Comemoração é o mesmo que ação de um grupo de pessoas que, juntas, re-lembram um fato importante. O nascimento de Jesus é um deles.
O que leva o grupo dos cristãos a se lembrar dessa data é o natal ou nascimento de um homem que, depois de saber de si e de constituir-se como indivíduo, foi capaz de doar sua própria vida em favor dos outros. Ou seja, a certeza de que houve alguém que desenvolveu a capacidade de pensar e agir para além de si mesmo.
Teoricamente, esta é a razão pela qual muita gente comemora o natal de Jesus. Ou melhor, seria este o motivo que levaria as pessoas fazerem festa, já que de uma forma ou outra são tocadas pelas ideias e ações daquele homem.
Seria e levaria, mas não é. E não porque eu não queira ou ache que não é. Não é porque, em geral, o que sabemos e vemos são pensamentos e ações totalmente opostos ao que disse e fez o aniversariante.
A história comprova que, desde o surgimento do cristianismo – ou conjunto de ideias e ações que serve a interesses econômicos, políticos, sociais e culturais muito mais que a interesses religiosos –, o ideal ‘doar a própria vida em favor dos outros’ sequer é ao menos lembrado. Tudo indica que seus líderes e seguidores que, em geral, decoraram essa ou aquela passagem de sua vida, não se lembram da mais importante – e revolucionária – mensagem.
Há algo mais perverso, por exemplo, do que justificar a escravidão de milhões de negros durante séculos no Brasil?

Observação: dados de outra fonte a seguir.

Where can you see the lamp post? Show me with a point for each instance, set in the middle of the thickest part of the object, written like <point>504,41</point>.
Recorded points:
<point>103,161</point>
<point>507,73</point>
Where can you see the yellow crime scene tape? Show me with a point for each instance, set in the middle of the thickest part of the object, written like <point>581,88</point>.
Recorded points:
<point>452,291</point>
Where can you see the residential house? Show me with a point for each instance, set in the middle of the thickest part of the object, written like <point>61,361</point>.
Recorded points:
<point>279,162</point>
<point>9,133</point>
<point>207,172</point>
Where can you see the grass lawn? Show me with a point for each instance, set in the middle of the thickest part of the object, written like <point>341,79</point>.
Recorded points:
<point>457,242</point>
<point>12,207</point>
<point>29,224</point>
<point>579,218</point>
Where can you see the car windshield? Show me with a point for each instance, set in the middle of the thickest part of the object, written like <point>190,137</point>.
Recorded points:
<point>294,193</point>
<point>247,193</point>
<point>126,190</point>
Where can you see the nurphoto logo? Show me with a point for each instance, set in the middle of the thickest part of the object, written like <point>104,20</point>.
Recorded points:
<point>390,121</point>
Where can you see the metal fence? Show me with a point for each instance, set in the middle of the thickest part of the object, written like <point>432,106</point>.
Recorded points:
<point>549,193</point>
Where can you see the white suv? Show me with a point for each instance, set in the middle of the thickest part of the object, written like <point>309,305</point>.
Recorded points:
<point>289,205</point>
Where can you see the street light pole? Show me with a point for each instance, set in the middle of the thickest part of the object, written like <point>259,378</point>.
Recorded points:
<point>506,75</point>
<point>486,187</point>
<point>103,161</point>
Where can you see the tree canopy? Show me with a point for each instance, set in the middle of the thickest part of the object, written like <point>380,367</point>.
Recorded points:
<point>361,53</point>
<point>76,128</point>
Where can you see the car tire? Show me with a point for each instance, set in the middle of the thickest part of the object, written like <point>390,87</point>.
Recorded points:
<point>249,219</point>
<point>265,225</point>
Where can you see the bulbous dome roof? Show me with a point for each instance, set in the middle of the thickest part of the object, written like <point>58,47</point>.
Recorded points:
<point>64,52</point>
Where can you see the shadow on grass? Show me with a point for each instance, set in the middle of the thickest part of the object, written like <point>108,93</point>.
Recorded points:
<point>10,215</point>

De dizer que, como não tinham alma, era permitido que fossem espoliados, maltratados e mortos? E os inúmeros casos de pedofilia comprovadamente praticados pelos padres e congêneres? E a mercantilização das igrejas atuais, que vivem de vender missas, batizados, bençãos, cd’s, shows e outros serviços? O que, afinal, coisas como essas têm a ver com o nascimento do Jesus?
É inevitável constatar mas, a rigor, não há sentido algum comemorar o natal. Sei que é pesado dizer isto mas, a não ser pra reunir a família e os amigos – o que, a princípio, é sempre bom e saudável – pra que serve essa ‘festa’ se, de fato, não há o que comemorar? Comer, beber, atualizar fofocas e lembrar ‘coisas engraçadas’ que aconteceram preferencialmente com os outros, em especial, os que eles se deram mal – é isto o que tem pra ser comemorado?
Infelizmente, ainda estamos longe da real possibilidade de fazer de nossas vidas um serviço a quem quer seja. Ainda olhamos, pensamos e agimos muito em função do que esperam e querem de nós mesmos – o que, certamente, não tem nada a ver com o que pensamos e queremos pra nós mesmos.
Em outros tempos, e assim como em outras culturas, celebrar o mito era e é uma forma de cada um se fortalecer e, ao mesmo tempo, fortalecer o outro pra que, juntos, dessem e dêem conta da força e da coragem que tinham e têm pra serem senhores de si mesmos para, então, caso fosse ou seja necessário, doar a própria vida pra que o outro viva.